C’est donc en tout 3,8 milliards de $ sur cinq ans qui seront alloués au Plan d’action pour les langues officielles 2023-2028. Le financement supplémentaire se divise ainsi : 679,2 millions de $ pour l’éducation, 123,2 mil- lions pour l’immigration, 117 millions pour le développement économique, 111,4 millions pour la justice, activités culturelles et petite enfance, 24,5 millions pour la contestation judiciaire et 22,1 millions pour l’application de la Loi sur les langues officielles (LLO).
Alors que le mois de la francophonie s’est terminé il y a quelques jours, Ginette Petitpas Taylor, ministre des Langues officielles, s’était préparée à ces annonces. « J’ai eu la chance de voyager un peu partout au pays pour préparer le dépôt du Plan. J’ai su comprendre qu’il y avait vraiment une fierté de la francophonie canadienne. On peut vraiment sentir cette vitalité. Comme gouvernement fédéral, c’est important qu’on prenne nos responsabilités pour appuyer nos communautés de langues officielles en situation minoritaire. »

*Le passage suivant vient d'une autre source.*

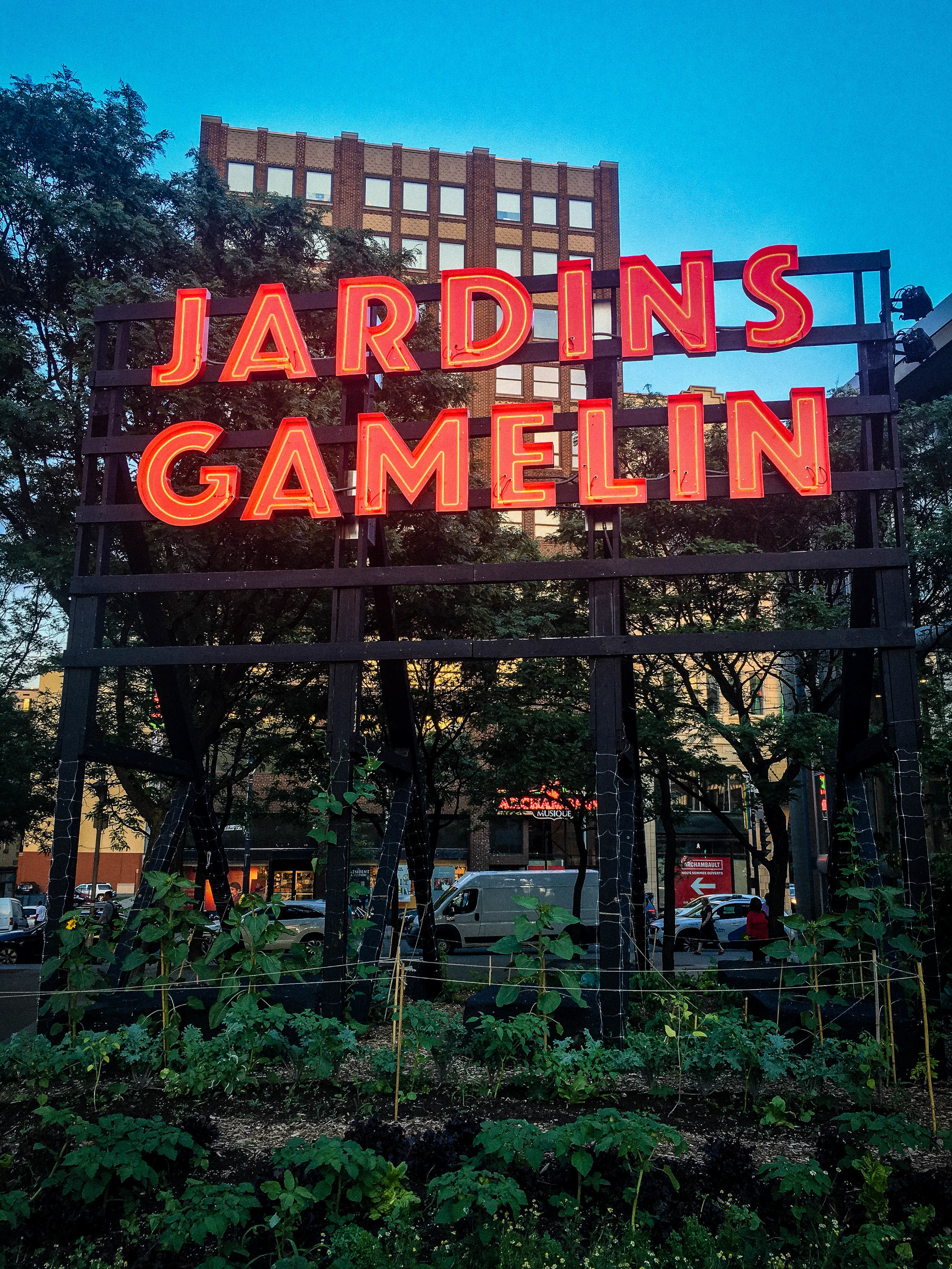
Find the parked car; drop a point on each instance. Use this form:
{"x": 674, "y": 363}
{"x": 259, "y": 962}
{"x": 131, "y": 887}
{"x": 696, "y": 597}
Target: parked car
{"x": 82, "y": 894}
{"x": 35, "y": 914}
{"x": 482, "y": 907}
{"x": 12, "y": 915}
{"x": 18, "y": 947}
{"x": 730, "y": 918}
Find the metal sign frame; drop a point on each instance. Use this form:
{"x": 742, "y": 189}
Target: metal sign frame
{"x": 111, "y": 516}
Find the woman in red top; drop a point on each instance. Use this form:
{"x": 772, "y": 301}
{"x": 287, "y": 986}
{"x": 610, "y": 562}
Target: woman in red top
{"x": 757, "y": 929}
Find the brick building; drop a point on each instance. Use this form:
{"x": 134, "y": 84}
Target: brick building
{"x": 452, "y": 211}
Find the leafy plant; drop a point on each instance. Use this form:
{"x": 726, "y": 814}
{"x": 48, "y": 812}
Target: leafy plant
{"x": 470, "y": 1191}
{"x": 532, "y": 946}
{"x": 243, "y": 959}
{"x": 514, "y": 1041}
{"x": 77, "y": 967}
{"x": 164, "y": 932}
{"x": 115, "y": 1159}
{"x": 205, "y": 1210}
{"x": 327, "y": 1044}
{"x": 346, "y": 1173}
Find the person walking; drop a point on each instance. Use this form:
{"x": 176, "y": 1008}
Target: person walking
{"x": 708, "y": 933}
{"x": 757, "y": 929}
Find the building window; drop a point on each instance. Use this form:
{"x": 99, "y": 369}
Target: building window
{"x": 545, "y": 323}
{"x": 757, "y": 697}
{"x": 376, "y": 192}
{"x": 318, "y": 187}
{"x": 579, "y": 214}
{"x": 452, "y": 255}
{"x": 510, "y": 381}
{"x": 506, "y": 834}
{"x": 508, "y": 206}
{"x": 545, "y": 382}
{"x": 452, "y": 201}
{"x": 419, "y": 252}
{"x": 545, "y": 211}
{"x": 554, "y": 439}
{"x": 602, "y": 319}
{"x": 281, "y": 180}
{"x": 548, "y": 522}
{"x": 415, "y": 196}
{"x": 242, "y": 178}
{"x": 510, "y": 258}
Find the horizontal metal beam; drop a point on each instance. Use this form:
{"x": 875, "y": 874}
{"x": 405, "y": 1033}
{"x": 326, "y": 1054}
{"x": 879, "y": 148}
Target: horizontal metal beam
{"x": 137, "y": 759}
{"x": 730, "y": 339}
{"x": 427, "y": 292}
{"x": 676, "y": 644}
{"x": 495, "y": 574}
{"x": 563, "y": 420}
{"x": 567, "y": 495}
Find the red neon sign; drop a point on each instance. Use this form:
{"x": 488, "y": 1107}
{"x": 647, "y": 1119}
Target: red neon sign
{"x": 512, "y": 455}
{"x": 461, "y": 351}
{"x": 575, "y": 334}
{"x": 294, "y": 450}
{"x": 688, "y": 316}
{"x": 157, "y": 461}
{"x": 686, "y": 449}
{"x": 190, "y": 340}
{"x": 598, "y": 485}
{"x": 387, "y": 340}
{"x": 383, "y": 452}
{"x": 802, "y": 455}
{"x": 271, "y": 316}
{"x": 765, "y": 285}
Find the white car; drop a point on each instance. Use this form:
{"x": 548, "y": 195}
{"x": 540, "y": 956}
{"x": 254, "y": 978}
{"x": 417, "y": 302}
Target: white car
{"x": 730, "y": 917}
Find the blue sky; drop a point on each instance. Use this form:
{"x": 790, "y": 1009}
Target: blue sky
{"x": 734, "y": 125}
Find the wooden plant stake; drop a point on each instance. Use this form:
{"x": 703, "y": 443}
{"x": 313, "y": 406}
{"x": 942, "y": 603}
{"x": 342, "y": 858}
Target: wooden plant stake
{"x": 780, "y": 993}
{"x": 889, "y": 1016}
{"x": 926, "y": 1035}
{"x": 400, "y": 1044}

Du côté des organismes francophones, cette bonification est accueillie positivement. La Fédération des communautés francophones et acadienne du Canada (FCFA) évoque « un engagement substantiel ».
« C’est assez rare qu’un budget consacre trois pages à la question de la francophonie. C’est inédit que ces trois pages commencent par énoncer que les deux langues officielles ne sont pas sur un pied d’égalité au pays et que le poids démographique des communautés francophones en situation minoritaire est en baisse. On sent que le gouvernement prend ce déclin au sérieux et fait l’effort de s’adresser à nos enjeux prioritaires », a déclaré Liane Roy, la présidente de la FCFA.
Ralentir le déclin
Cela reste l’une des questions les plus posées à Ginette Petitpas Taylor : comment ralentir et freiner le déclin du fait français?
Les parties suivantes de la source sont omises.